Small-cap stock Lamb Weston (NYSE: $LW) isn’t a household name. But many of its products are likely in your freezer.
The Idaho-based company is one of the world’s largest producers of frozen French fries and other frozen potato products.
A going concern since 1950, Lamb Weston is a major player in the U.S. agriculture sector and buyer of potatoes.
It’s an easily understandable business that has succeeded for more than 75 years. Lamb Weston has been publicly traded since 2016 when it was spun off from ConAgra (NYSE: $CAG).
LW stock hasn’t set the world on fire.
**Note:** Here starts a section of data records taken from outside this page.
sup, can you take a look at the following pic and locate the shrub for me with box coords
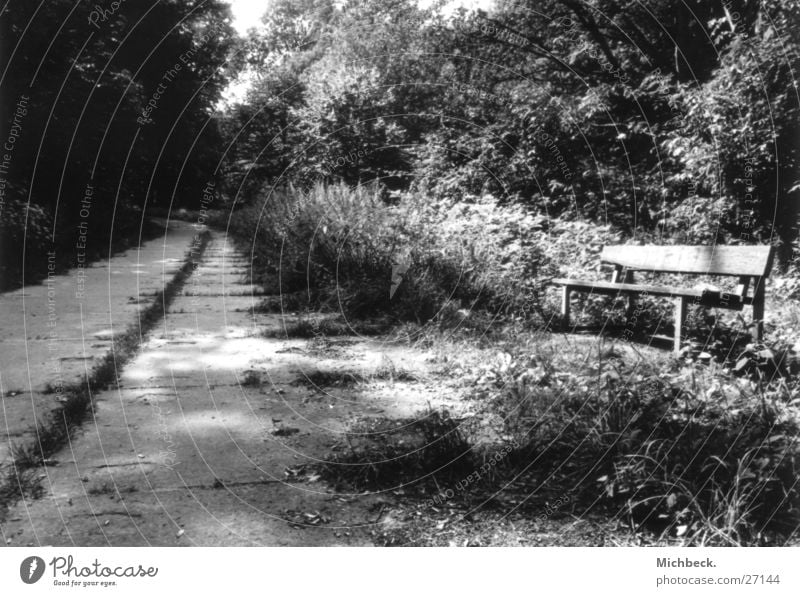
[0,193,52,289]
[221,183,564,324]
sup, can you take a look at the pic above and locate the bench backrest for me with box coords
[601,245,774,278]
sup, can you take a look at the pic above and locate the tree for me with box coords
[0,0,236,286]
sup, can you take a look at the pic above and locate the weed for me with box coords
[263,315,389,339]
[87,482,115,496]
[222,183,553,324]
[319,409,474,491]
[292,369,367,389]
[293,361,418,392]
[374,357,418,382]
[475,334,800,545]
[240,370,262,387]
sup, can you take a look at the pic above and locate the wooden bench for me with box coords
[552,245,775,353]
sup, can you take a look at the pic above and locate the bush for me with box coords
[221,183,563,324]
[0,192,53,290]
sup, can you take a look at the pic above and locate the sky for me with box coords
[227,0,269,35]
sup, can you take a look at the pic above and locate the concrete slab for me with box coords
[0,221,201,465]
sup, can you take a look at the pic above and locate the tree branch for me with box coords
[559,0,621,72]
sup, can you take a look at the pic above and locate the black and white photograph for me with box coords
[0,0,799,591]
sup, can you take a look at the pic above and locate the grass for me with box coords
[263,316,352,338]
[312,326,797,546]
[429,330,800,545]
[293,369,368,389]
[294,319,797,546]
[319,409,475,491]
[255,291,310,314]
[0,232,211,516]
[374,357,419,382]
[263,314,391,339]
[219,183,553,325]
[292,354,420,391]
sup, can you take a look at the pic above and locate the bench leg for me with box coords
[561,285,571,331]
[626,294,636,319]
[623,271,635,318]
[673,296,688,354]
[752,287,765,342]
Over the past five years, the company’s share price has declined 48%, including a 19% decrease over the past 12 months.
Lamb Weston’s shares currently trade at $41.49 U.S., and the company has a market capitalization of $5.62 billion U.S., making it a small-cap concern.
However, the shares offer stockholders a hefty quarterly dividend payment, which could be attractive to income investors.
Lamb Weston currently pays a quarterly distribution of $0.38 U.S. per share, giving the stock a chunky yield of 3.66%. Management has raised the dividend for eight consecutive years.
The dividend was last increased in 2025, meaning that another increase is likely on the way this year.
Another reason to like LW stock is its valuation. The shares currently trade at 19 times this year’s earnings estimates, which is below average on Wall Street right now.
For investors who prize regular and reliable income from their holdings, Lamb Weston could be worth adding to a portfolio.